On the one hand it seems you are saying that we are nothing more than a soft machine, which in many peoples view negates the possibility of free will. That is because software by its nature will respond to identical initial conditions and identical stimuli in an identical fashion. Thus there is no chance for it to do anything other than what it does, thus no free will. No choices, only responding to stimuli in the only way you possibly could.
Indeed the ghost in the machine metaphor speaks to how we could believe we have free will even if we don't. Self awareness by its self does not imply free will, nor the ability to influence the future. The question is if you have a true choice about how you influence the future.
And no, chaos theory doesn't give you an out here because it only implies an extreme sensitivity to initial conditions and stimuli, not unpredictability. Only the uncertainty principle breeds true unpredictability AFAIK, but that is random uncertainty - the 'God plays at dice' type - not the driven type implied by possessing free will.
On the other hand you seem to be saying that you believe in free will. I am not sure how to reconcile these positions.
I would also mention that any system with nonrepeating states can be interpreted as a computer running any program you please. A waterfall for example can be interpreted as a string of random numbers and in turn the collected works of Shakespeare, from the correct perspective. Just like the 'bible code'. So it may be that there is more to consciousness than computation (and as I mentioned consciousness doesn't imply free will).
What I was trying to say with 'to even attempt an answer we must first understand the present nature of reality' was that to know why things are as they are one must first know what things are. For example, did God create reality? So I am not sure what you are disagreeing with there.

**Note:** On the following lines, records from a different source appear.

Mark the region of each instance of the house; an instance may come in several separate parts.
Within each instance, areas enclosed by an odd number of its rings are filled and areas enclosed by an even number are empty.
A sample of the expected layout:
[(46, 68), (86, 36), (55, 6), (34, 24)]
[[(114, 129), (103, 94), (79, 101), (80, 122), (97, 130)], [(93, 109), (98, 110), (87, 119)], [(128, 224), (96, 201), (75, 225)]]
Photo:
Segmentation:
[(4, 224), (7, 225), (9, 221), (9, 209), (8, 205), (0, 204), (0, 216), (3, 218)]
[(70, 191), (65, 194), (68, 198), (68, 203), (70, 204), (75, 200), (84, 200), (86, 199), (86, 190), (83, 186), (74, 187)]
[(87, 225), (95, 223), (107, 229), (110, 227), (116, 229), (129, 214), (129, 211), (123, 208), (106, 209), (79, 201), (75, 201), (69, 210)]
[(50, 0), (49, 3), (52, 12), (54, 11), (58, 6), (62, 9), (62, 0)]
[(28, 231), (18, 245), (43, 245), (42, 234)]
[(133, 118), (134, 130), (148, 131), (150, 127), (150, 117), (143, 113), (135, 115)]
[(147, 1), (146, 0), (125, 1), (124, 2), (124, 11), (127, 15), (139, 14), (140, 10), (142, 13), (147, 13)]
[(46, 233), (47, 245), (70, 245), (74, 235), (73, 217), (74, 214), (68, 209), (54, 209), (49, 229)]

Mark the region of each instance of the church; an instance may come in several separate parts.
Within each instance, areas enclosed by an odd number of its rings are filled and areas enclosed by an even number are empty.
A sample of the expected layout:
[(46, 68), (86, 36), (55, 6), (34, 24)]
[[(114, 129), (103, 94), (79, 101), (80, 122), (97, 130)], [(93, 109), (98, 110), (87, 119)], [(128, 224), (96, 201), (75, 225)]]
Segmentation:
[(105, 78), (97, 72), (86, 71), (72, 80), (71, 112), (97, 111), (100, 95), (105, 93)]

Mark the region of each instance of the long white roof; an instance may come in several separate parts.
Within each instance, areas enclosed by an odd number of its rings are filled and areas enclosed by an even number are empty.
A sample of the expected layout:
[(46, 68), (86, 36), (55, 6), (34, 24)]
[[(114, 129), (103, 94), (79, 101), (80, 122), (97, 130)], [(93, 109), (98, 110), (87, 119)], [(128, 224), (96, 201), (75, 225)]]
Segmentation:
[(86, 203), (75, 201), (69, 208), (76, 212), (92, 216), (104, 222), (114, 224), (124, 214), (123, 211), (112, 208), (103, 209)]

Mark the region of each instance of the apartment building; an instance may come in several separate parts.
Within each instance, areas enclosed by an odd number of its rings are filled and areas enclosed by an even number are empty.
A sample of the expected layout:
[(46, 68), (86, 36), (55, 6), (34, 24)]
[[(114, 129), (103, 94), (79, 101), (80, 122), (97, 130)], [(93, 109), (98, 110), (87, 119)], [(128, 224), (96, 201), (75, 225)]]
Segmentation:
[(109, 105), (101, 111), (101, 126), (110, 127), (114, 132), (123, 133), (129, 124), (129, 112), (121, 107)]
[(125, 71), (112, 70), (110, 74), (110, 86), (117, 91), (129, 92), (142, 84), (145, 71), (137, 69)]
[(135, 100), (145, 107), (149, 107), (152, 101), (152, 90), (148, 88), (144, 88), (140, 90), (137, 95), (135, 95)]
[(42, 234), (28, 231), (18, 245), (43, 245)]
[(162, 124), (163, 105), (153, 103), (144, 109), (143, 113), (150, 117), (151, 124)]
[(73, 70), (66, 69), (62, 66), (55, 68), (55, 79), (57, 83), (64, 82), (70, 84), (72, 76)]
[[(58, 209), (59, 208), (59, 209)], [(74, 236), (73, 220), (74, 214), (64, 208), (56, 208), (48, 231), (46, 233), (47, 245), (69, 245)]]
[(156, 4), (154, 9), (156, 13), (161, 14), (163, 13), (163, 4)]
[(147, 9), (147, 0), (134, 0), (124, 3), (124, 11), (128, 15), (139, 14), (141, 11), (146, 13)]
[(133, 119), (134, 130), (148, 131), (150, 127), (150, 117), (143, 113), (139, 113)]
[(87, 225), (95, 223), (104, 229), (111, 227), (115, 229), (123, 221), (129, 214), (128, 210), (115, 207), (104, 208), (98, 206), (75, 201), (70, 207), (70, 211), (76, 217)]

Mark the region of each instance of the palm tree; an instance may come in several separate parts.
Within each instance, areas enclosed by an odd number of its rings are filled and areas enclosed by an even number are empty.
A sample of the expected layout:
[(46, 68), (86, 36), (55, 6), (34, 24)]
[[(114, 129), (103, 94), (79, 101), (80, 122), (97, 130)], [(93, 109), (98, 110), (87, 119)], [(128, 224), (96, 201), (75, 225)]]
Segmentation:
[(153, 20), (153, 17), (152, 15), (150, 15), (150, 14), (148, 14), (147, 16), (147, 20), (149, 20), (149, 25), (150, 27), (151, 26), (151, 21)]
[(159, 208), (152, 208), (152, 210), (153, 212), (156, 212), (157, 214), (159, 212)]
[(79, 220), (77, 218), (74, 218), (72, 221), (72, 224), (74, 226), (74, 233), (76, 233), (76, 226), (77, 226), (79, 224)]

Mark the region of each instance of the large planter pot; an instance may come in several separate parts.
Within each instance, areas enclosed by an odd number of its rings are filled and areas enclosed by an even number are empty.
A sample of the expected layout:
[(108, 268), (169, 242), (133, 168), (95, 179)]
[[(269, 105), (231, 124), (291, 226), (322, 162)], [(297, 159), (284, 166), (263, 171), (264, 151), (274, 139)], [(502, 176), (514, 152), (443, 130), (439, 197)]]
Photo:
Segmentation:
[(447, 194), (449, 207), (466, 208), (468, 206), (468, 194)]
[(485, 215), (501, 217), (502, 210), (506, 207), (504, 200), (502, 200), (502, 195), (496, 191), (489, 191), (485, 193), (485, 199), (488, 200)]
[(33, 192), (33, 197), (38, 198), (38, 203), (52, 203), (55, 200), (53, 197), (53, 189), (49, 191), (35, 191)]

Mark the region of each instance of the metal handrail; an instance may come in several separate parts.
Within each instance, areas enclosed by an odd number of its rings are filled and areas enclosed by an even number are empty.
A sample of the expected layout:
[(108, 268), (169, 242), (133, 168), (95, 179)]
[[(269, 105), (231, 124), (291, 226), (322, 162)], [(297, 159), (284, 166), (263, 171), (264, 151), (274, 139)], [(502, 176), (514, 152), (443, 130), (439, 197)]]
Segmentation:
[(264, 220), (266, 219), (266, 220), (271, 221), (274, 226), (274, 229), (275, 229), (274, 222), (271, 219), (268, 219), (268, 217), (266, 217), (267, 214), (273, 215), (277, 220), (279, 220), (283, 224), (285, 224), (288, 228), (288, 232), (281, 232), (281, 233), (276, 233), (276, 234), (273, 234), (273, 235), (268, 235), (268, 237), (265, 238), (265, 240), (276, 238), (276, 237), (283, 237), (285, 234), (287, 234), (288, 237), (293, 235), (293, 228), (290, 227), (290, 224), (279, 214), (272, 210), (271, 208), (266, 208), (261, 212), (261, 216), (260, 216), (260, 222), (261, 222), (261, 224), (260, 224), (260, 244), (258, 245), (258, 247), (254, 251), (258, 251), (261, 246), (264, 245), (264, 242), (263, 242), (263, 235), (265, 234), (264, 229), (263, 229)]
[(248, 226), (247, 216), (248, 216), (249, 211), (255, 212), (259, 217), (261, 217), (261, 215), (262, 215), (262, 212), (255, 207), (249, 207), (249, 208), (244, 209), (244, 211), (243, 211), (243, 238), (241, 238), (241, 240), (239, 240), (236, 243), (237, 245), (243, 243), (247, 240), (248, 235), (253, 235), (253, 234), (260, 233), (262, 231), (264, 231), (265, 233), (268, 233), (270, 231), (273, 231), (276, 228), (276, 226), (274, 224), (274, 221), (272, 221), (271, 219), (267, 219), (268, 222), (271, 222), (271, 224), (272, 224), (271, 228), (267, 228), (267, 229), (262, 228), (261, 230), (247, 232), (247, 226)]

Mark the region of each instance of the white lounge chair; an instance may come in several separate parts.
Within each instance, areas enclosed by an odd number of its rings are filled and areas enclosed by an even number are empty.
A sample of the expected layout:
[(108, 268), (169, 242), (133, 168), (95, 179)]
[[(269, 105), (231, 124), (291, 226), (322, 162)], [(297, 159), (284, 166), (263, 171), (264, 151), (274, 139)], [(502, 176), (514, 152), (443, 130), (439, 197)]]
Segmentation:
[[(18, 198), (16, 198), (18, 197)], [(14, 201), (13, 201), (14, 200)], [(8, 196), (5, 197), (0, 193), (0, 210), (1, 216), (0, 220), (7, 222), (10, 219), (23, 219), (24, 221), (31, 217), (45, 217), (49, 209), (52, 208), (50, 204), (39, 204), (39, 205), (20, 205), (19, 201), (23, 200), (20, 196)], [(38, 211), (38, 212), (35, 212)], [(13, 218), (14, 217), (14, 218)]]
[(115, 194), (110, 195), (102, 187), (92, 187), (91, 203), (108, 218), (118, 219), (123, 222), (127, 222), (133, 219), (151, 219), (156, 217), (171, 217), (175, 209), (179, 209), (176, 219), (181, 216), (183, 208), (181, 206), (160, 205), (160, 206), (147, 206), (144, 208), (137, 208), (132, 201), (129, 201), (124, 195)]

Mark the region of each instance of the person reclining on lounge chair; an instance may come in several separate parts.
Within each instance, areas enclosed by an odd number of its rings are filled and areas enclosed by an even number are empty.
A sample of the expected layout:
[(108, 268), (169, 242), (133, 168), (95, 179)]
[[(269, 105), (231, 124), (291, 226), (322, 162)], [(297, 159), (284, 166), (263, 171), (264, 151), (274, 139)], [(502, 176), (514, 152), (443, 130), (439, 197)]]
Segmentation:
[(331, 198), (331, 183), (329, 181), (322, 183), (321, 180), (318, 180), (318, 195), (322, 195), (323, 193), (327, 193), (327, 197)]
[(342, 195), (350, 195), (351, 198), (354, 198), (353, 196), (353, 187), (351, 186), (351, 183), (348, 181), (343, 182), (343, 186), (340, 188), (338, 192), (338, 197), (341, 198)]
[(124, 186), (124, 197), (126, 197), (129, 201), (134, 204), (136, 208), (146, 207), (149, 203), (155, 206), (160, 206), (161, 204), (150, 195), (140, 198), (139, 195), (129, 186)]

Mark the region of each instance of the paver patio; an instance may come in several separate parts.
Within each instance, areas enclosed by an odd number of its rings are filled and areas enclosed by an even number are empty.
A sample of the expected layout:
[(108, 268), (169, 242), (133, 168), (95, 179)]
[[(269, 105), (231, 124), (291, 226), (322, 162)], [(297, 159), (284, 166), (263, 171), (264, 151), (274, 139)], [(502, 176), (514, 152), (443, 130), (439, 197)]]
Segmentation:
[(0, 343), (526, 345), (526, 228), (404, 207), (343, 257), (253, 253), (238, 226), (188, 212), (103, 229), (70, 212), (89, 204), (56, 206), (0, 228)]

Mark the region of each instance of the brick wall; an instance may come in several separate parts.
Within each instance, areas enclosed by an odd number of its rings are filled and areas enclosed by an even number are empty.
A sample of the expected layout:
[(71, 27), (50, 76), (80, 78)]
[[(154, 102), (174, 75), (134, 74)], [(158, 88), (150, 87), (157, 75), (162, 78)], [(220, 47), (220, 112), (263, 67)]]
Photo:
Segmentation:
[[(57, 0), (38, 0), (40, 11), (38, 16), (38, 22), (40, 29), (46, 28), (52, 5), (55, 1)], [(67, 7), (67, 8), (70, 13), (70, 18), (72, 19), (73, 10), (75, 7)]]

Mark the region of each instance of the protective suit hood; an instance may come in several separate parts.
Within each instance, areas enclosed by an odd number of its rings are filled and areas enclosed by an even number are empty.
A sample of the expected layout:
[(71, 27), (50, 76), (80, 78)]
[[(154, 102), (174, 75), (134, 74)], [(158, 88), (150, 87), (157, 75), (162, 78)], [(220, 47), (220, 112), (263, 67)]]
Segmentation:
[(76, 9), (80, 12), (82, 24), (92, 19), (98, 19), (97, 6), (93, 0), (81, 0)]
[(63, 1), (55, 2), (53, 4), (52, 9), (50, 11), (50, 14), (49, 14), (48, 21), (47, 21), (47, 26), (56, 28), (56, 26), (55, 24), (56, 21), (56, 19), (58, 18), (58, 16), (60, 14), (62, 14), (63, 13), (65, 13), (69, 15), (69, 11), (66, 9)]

I do not think our perceptions have been studied enough to truly understand the nature of the universe. In fact, I think the issue has largely been ignored
Again you are quite vague in what you mean here, but the issue certainly has not been ignored rather it is central. Who would have thought that all mass accelerates at the same rate in the earth's gravitational field before Galileo? The uncertainty principle was a direct result of such an inquiry, in some sense relativity was too. Even the spectrograph addresses this point. The very scientific method is a way of trying (not necessarily achieving) to deal with our problematic, subjective, perspective.